Neither Harriet nor Crowther replied until he was within a pace or two of them.

‘To whom do you refer?’ Crowther said, with a slight drawl.

‘That charlatan, Casper Grace, of course!’ The magistrate was rather red in the face. ‘It is obvious to a child he must have killed this German in the same brawl where he was injured. He brought the body to you and you let him go.’
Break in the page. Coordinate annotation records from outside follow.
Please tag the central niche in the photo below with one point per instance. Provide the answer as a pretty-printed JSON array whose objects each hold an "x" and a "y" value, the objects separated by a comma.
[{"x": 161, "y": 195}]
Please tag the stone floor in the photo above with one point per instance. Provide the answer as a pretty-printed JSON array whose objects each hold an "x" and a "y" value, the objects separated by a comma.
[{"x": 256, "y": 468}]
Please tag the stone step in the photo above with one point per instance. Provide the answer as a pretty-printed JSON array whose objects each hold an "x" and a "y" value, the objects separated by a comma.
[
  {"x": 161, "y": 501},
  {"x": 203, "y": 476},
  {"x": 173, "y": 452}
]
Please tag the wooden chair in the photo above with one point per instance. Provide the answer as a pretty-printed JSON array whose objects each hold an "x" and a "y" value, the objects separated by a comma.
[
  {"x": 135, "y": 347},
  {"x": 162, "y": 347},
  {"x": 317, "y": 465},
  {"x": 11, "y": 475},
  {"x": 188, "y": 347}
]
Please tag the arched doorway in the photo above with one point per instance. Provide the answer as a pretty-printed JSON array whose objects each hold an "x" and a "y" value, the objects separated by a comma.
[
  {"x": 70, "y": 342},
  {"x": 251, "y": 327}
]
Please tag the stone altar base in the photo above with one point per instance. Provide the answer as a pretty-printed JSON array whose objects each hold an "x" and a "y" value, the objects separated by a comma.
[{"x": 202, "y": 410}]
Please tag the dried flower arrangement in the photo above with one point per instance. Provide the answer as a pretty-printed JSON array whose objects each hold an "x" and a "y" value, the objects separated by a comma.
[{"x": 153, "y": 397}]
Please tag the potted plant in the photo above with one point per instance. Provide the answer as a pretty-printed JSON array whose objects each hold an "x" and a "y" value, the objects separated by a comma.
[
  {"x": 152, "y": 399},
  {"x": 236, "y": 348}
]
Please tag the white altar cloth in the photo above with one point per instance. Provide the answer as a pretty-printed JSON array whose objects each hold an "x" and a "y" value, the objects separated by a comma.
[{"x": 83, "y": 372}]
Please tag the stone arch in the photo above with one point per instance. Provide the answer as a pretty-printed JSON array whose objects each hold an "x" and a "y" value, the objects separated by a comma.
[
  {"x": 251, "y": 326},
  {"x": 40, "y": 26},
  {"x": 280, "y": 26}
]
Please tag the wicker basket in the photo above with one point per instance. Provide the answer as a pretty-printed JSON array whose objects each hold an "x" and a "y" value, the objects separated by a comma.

Crowther shook his head very slightly. ‘The man was Austrian. He did not look guilty, Mr Sturgess.’

‘Look? Look ! I have no objection to you and Mrs Westerman amusing yourselves with guessing games over some skeleton, but a murder here and now does great injury to the town. Grace must be taken at once and held in Carlisle till the quarter sessions.’

‘On what evidence?’ Harriet asked.

‘How could it be anyone else? The man is known to be half-crazed, and he delivered himself into your hands. It is nothing but plain sense. Though I do not know why I speak to you of that. Mr Grace is at the Druidic circle. I know this why? Because I saw him from my window processing through the village with your son at his heels, moments before I received your note.’

Harriet would have given a great deal not to appear surprised, but she feared by the satisfied smile on Mr Sturgess’s face that it must have been clear she had known nothing of this. Guiltily, she realised she had not even thought of her son after the moment she sent him into the house for Ham and Isaiah.